Hidden behind deleted cookies, incognito windows and emptied caches; the brozoned buddy and you have a history that neither likes to bring up at the dinner table (or the bar). You’ve probably hooked up with him in the past, but decide to stay friends because of two reasons: The sex was bad, but the fallout that followed probably wasn’t.

Now, months later, you bond over your (thankfully) similar taste in alcohol and (fortunately) different taste in men.  You overcompensate your (un)resolved feelings by slurring out compliments to each other every time you hit the bar, because you don’t want to make the mistake of hitting the bed ever again.

Have you ever called him your ‘guuuurlfriend’? Yep.

Is he a ‘Damn! You are a goddess’ kind of boy? Oh yes.

Would he #SLAAAY? Most definitely.

Does that mean you are still attracted to him? Certainly not.

When you are not talking about each other’s boy problems, you are sorting out each other’s boy problems. You still look at each other’s romantic pursuits with mild interest and milder jealously, but support the other wholeheartedly, because that’s what friends do.

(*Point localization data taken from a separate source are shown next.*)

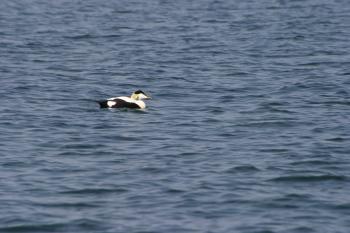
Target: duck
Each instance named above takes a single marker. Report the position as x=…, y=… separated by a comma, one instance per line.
x=135, y=101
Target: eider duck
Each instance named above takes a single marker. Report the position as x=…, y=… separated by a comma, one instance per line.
x=134, y=101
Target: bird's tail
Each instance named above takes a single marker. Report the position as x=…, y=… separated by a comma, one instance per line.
x=103, y=103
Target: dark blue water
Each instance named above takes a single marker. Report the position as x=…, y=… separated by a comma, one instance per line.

References to the past will never be made and if they do ever spring up, they are drowned over vodka shots and bad decisions you’ll probably regret when you wake up the morning after.

Hopefully, separately.

The Husband

Let’s get it straight. The Husband is only here because his wife/girlfriend/lover wants him to ‘try a bit harder and get to know her friends as well’.  You both show a mild interest in each other’s lives because of that one thing you have in common: his significant other. He’ll ask you questions about your boys, you’ll ask him questions about his work, all peppered with ‘hellos!’, ‘how do you do’s’ and ‘it’s been so long’s’.

You finally give up trying to get to know each other because it’s going to be a losing battle — and now, you stick to politely nodding your heads at each other every time you hang out, chuckling over sports jokes that you don’t get, chugging beer that you don’t like.

The Lovebug

We might all be looking for love, but some of us look for love harder than others. The Lovebug is the ditzy lead character from every feel good rom-com — he falls in love so often (every week, if you want to keep a count) — he’s a walking ad for Tinder. All it takes is a gorgeous, Rumi-spouting man to send him a charming hello on Grindr, and he’s already planning out the wedding. Bonus points if it doesn’t include a dick pic.

He’s spoken about so many boys over quarters of cheap rum and soda, you’ve reached a point now where you just nod and smile every time he starts a new story because you’ve no idea who ‘Sam from Santa Cruz’ is.